Wirbel um einen angeblichen Hackerangriff auf als geheim deklarierte Bundestagsunterlagen: Die Gruppe Anonymous ist nach eigenen Angaben in Server des Bundestages eingedrungen und hat als vertraulich eingestufte Unterlagen aus dem Kundus -Untersuchungsausschuss ins Internet gestellt. Diese sind auf Pastebin.com herunterzuladen. Die Unterlagen waren aber bereits alle öffentlich über den Abschlussbericht im Internet zugänglich, wie die Parlamentsverwaltung mitteilte.

"Die Liste der Dokumente ist im Dokumentenverzeichnis ab Seite 460 aufgeführt", hieß es. In der Tat gelangt man von dort auf angeblich gehackte Dokumente – etwa den Bericht der unabhängigen afghanischen Menschenrechtskommission Afghanistan Independent Human Rights Commission mit einer Namensliste von 102 Toten, die durch den Luftangriff starben. "Unter den Dokumenten befinden sich auch solche, die ursprünglich als 'geheim' oder 'vertraulich' eingestuft waren", erläuterte die Verwaltung.

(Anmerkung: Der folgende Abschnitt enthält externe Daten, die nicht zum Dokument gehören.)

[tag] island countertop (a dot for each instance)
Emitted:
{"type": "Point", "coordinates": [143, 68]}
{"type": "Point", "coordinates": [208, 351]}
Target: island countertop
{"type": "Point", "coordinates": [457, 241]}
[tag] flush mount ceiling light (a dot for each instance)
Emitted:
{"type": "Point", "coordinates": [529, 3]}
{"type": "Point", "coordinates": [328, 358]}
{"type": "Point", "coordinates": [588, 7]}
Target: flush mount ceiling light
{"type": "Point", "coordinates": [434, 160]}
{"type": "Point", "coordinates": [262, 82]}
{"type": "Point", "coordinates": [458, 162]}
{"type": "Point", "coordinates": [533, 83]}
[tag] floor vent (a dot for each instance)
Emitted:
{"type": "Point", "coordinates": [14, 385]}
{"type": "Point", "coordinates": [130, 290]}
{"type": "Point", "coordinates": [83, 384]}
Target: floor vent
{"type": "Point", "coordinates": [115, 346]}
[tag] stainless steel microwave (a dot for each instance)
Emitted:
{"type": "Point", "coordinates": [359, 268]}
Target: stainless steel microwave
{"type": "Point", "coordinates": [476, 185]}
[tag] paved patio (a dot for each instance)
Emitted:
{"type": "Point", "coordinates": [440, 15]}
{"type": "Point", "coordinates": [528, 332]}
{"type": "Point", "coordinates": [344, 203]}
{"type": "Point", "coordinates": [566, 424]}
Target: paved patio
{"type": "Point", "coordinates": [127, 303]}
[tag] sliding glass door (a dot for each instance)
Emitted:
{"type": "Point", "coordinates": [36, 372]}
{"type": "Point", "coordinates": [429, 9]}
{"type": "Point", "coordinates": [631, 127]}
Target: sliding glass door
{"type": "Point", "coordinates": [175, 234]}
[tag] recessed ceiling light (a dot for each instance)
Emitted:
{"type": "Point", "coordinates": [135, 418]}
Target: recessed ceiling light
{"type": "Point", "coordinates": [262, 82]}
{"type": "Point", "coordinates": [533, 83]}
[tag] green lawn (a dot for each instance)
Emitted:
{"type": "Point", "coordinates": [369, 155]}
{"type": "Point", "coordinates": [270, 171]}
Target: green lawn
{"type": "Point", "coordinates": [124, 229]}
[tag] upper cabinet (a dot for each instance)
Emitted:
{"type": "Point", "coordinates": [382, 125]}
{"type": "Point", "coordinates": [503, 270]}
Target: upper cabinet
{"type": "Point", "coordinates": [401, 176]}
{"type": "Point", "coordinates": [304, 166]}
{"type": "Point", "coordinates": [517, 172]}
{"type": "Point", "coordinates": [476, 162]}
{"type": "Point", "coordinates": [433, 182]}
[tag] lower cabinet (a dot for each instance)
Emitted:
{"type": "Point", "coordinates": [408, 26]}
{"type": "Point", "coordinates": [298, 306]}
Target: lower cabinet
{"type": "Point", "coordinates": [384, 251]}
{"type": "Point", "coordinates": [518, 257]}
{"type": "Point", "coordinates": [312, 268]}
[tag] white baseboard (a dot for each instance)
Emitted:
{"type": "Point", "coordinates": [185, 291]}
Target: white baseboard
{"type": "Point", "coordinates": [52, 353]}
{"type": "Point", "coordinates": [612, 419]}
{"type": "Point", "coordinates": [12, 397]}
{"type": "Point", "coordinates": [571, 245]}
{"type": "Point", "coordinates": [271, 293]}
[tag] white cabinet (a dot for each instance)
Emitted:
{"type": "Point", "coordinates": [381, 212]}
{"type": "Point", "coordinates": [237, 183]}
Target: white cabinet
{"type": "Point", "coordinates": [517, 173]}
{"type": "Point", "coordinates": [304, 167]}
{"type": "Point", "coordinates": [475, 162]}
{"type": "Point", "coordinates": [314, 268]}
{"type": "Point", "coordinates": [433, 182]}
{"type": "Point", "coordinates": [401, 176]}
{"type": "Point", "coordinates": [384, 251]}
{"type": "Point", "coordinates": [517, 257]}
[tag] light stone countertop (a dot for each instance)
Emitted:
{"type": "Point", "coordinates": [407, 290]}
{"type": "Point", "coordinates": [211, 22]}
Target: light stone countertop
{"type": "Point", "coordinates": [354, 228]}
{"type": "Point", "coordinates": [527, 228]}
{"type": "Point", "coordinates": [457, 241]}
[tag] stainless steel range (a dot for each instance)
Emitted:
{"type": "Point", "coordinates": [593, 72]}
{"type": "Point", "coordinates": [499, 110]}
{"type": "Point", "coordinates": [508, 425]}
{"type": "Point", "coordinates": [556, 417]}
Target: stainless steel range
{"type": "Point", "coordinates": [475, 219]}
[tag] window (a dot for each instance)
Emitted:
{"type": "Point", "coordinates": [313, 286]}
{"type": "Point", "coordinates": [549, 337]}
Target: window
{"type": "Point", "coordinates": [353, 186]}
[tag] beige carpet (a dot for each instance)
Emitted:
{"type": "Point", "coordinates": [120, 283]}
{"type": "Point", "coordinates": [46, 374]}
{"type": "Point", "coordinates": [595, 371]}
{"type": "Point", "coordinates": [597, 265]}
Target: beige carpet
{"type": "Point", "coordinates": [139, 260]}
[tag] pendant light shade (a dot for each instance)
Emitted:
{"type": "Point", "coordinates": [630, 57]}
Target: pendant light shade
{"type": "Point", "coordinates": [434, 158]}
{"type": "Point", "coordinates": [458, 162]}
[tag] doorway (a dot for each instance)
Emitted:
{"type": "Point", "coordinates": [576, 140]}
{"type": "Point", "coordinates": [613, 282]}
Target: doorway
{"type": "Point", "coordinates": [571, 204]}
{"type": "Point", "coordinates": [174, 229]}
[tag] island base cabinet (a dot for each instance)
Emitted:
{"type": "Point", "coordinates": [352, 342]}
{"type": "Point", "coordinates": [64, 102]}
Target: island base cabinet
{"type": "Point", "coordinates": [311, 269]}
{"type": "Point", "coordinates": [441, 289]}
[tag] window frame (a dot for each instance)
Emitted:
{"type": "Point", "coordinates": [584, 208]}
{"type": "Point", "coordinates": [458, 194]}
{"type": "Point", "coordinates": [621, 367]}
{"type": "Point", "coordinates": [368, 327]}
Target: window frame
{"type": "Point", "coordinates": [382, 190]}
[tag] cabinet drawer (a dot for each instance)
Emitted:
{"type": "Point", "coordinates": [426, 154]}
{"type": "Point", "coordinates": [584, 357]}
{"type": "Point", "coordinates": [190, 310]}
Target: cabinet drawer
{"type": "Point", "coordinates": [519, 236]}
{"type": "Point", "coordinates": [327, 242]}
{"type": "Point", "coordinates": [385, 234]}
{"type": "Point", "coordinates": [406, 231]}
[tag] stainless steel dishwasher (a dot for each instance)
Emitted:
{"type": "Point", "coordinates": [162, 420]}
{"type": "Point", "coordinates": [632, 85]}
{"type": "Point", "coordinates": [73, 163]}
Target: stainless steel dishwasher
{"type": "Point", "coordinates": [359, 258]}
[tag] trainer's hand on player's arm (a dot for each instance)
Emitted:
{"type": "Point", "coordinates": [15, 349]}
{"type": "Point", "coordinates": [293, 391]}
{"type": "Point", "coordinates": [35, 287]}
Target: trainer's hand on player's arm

Der Grünen-Abgeordnete Omid Nouripour , der Mitglied des Gremiums war, sagte: "Weil das Verteidigungsministerium Dinge, die nicht als geheim eingestuft werden müssten, reflexhaft einstuft, braucht es sich nicht um die Aufregung wundern." Unklar blieb, ob die Aktivisten tatsächlich bei einem Hacker-Angriff auf die Dokumente gestoßen sind und nicht gemerkt hatten, dass sie bereits öffentlich zugänglich waren.

Der Kundus-Ausschuss hatte einen von der Bundeswehr initiierten Luftangriff in Afghanistan untersucht.